For the last experiment, place block 1 on the adjustable incline plane with the plane initially at an angle of zero degrees. Slowly raise the angle of the plane and use a protractor to determine the angle at which the block begins to slide. Again, repeat this measurement five times to obtain multiple data sets and perform the same procedure using block 2.
For the experiments performed on horizontal surface, the normal force on the blocks is equal to the weight, that is mass times g. Since the mass of block 1 and 2 for both static and kinetic friction experiments are the same, Fnorm is the same in all four cases. Using the average of the measured force values for the various experiments, and the formulae for both frictions, the coefficients of friction can be calculated.
As expected, the coefficient of static friction is greater than the coefficient of kinetic friction. Furthermore, the respective coefficients for the two blocks are different since they each possess a different surface roughness.
In the stacked blocks experiment, we know that the mass doubles in both cases, so we can calculate the new Fnorm. We already know μk for the block in contact with the surface. Using this we can calculate the kinetic friction force, which agrees well with the measured force during the experiment.
The friction force measured following a change in orientation of block 1 demonstrated that the contact surface area does not affect the force of friction. The discrepancies between the calculated and measured forces are consistent with the estimated errors associated with reading the force scale while maintaining a constant speed.
For the inclined plane experiments, the angle of repose was measured. Using this angle, the coefficients of static friction could be determined, and here the values compare favorably with the coefficients measured from the horizontal sliding measurements.

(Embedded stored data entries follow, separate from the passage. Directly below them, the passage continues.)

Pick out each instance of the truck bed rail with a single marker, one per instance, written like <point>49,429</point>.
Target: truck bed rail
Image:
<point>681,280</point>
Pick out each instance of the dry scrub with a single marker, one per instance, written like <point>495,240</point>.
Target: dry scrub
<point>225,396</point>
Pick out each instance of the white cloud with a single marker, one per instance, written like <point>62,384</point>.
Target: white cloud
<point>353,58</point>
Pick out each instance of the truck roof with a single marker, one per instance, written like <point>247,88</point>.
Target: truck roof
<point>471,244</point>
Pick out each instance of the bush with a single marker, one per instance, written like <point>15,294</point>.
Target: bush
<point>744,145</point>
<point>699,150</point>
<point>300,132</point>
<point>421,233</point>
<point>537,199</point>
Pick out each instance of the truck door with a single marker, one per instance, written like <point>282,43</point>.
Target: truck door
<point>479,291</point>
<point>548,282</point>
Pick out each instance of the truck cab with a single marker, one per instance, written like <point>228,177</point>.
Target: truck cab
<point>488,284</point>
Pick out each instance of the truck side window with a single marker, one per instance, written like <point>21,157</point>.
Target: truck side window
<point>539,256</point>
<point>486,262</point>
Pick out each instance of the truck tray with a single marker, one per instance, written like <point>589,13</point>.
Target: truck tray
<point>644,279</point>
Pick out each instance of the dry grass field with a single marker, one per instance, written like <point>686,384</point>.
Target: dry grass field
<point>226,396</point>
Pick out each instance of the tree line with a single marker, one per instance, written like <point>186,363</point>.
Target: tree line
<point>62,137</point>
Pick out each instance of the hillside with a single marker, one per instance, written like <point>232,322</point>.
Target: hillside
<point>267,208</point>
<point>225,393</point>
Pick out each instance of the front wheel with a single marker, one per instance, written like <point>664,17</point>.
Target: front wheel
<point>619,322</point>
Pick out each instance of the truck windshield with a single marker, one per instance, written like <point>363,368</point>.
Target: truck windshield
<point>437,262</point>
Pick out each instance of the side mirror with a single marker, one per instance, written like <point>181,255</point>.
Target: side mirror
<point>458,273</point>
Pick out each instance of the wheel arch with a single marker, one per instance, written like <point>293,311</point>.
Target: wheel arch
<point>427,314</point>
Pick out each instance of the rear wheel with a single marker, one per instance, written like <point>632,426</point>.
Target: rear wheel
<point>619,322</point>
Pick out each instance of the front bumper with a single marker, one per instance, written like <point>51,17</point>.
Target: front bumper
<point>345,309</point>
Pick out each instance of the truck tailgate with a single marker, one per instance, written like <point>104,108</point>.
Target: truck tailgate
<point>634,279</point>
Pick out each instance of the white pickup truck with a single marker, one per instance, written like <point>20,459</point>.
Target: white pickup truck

Studying friction is important in several applications, as it can either be highly beneficial or a phenomenon that must be minimized.
It is extremely important for automobile tire manufactures to study friction, as it allows tires to gain traction on a road. Therefore, when it rains, the water and residual oils on the road significantly reduce the coefficient of friction, making sliding and accidents much more likely.
While engineers want to increase friction for car tires, for engines and machinery in general they want to reduce it, as friction between metals can generate heat and damage their structures. Therefore, engineers constantly study lubricants that may help in decreasing the coefficient of friction between two surfaces.
You’ve just watched JoVE’s introduction to Friction. You should now understand what factors contribute to the magnitude of friction, the different types of friction, and the underlying physical mechanisms that govern it. As always, thanks for watching!